“Because they are human, they suffer. Those who have a better story, a ‘healthier’ childhood, a more impressive résumé, better looks, connections, or education, suffer. Those who are less fortunate than ‘me’ also suffer. Those who are able or good suffer as do those who are weak or mean.” (Laurence Boldt, The Tao of Abundance 94)
Recently, on The Love Hour with Marchae White, Ms. White asked me what one of the key ingredients of my coaching work is. The first thing that popped into my head was compassion. I believe that compassion for self and for others is fundamental to our happiness and self-actualization. Further, I believe compassion is one of the keys to the much needed healing of our planet. For most of us, common sense or our intuition tell us that compassion is a much kinder and gentler way to roll than judgment and harshness.
Often, it is easier for us to have compassion for ourselves than others because we know where we are coming from in life. We understand our own point of view, values, and belief system. We also know all of the nuances that went into that decision we made that didn’t turn out so well. We know how painful that situation really was and how hard we worked to get beyond it. When we look at others and their situations, we may forget that they also have been at the effect of many unseen circumstances in their lives. In fact, what appears to be just pure selfishness or even stupidity to us may be the result of a myriad factors that someone is dealing with and trying their best to negotiate.
One way to move beyond judgment and into compassion is to remember that suffering is universal. We have all known suffering. If we assume that a sister is suffering and we start our relationship or even the conversation on a note of compassion, we have cut to the chase so to speak. We have already moved beyond many barriers to intimacy.
There was a poignant Asian parable I once read about a woman who was devastated by the death of her child. In grief, she asked her spiritual teacher/coach how she might go beyond the burden of her suffering and grief. The coach suggested that she go from house to house and find a family that has not suffered deeply. She realized through her exercise that she is not alone in her suffering. She had not been singled out by God. Suffering is universal. She was still grieving at the end of her assignment, but she was comforted deeply in knowing that she was not alone. She also was giving a coping model through her experience; others survived and, if she chose, she would also.
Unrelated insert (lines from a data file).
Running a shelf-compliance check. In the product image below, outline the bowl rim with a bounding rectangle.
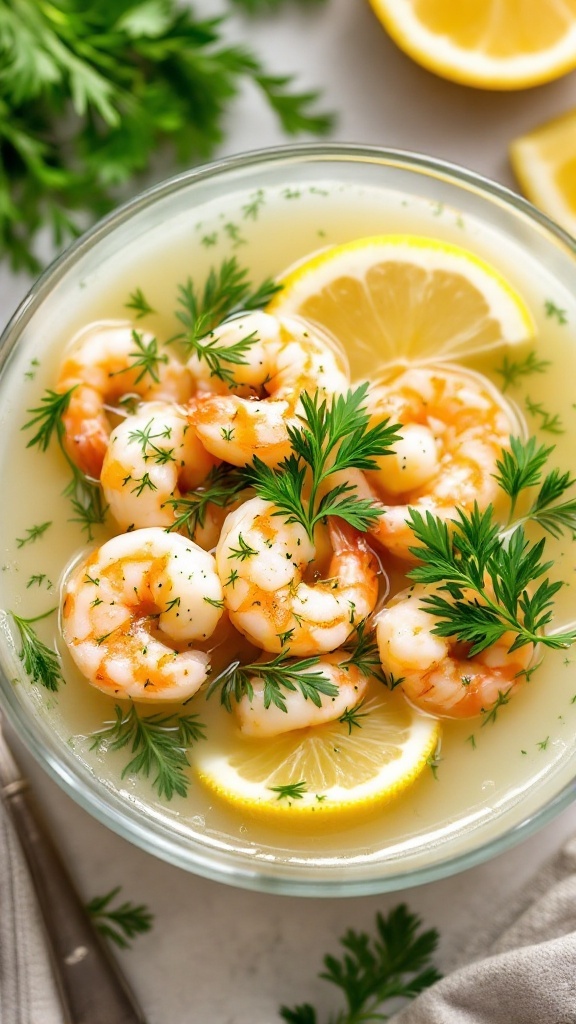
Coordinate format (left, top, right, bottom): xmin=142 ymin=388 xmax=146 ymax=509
xmin=0 ymin=142 xmax=576 ymax=897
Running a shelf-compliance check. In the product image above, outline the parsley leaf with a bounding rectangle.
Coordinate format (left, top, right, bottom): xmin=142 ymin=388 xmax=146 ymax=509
xmin=10 ymin=608 xmax=64 ymax=691
xmin=0 ymin=0 xmax=332 ymax=271
xmin=86 ymin=886 xmax=154 ymax=949
xmin=280 ymin=903 xmax=441 ymax=1024
xmin=90 ymin=705 xmax=205 ymax=800
xmin=244 ymin=383 xmax=399 ymax=541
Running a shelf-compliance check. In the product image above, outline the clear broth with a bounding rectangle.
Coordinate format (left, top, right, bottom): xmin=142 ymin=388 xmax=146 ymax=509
xmin=0 ymin=181 xmax=576 ymax=871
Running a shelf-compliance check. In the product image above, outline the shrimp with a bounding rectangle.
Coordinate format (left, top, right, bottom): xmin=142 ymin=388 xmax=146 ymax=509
xmin=189 ymin=312 xmax=349 ymax=466
xmin=355 ymin=367 xmax=519 ymax=559
xmin=376 ymin=584 xmax=534 ymax=718
xmin=216 ymin=498 xmax=378 ymax=655
xmin=100 ymin=401 xmax=217 ymax=529
xmin=63 ymin=527 xmax=223 ymax=700
xmin=56 ymin=321 xmax=192 ymax=479
xmin=235 ymin=653 xmax=368 ymax=736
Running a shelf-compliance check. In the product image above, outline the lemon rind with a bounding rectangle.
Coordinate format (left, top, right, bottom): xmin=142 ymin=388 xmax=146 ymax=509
xmin=196 ymin=715 xmax=440 ymax=816
xmin=268 ymin=234 xmax=535 ymax=345
xmin=369 ymin=0 xmax=576 ymax=90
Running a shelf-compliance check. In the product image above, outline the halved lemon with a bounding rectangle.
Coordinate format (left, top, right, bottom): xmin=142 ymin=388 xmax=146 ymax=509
xmin=370 ymin=0 xmax=576 ymax=89
xmin=510 ymin=110 xmax=576 ymax=236
xmin=193 ymin=685 xmax=440 ymax=825
xmin=268 ymin=234 xmax=535 ymax=362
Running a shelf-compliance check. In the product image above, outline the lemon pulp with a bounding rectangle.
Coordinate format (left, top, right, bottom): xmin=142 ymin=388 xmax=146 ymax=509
xmin=268 ymin=234 xmax=535 ymax=362
xmin=370 ymin=0 xmax=576 ymax=89
xmin=510 ymin=110 xmax=576 ymax=234
xmin=193 ymin=684 xmax=440 ymax=821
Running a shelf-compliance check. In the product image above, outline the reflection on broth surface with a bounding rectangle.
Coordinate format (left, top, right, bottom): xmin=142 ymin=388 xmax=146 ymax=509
xmin=0 ymin=181 xmax=576 ymax=870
I often think of human beings as having three identities: public, private, and secret. I remember an example from the 80s movie The Big Chill. For those of you who didn’t see it, a handful of college friends reunite for the funeral of their dear college friend. Glen Close’s character, Sarah Cooper, appears to outsiders to be someone who is strong and steadfast at the time of their reunion (public face). With her most intimate group of friends she reveals some deeper and more private feelings about the death (private face). Later, we see her crying alone in the shower, obviously devastated by the loss of her friend. This also helps the audience to gain the insight that the relationship with her deceased male friend was probably profoundly intimate (secret face).
It doesn’t take a doctor of life coaching to help us recognize that it can be a rough world out there. Even if we never see someone’s secret face, let’s remember that they have one. To not acknowledge this might originate from callousness, naiveté, or some other form of denial. In the end, we hurt only hurt ourselves if we don’t embrace compassion. After all, when we extend compassion, we are one of the beneficiaries.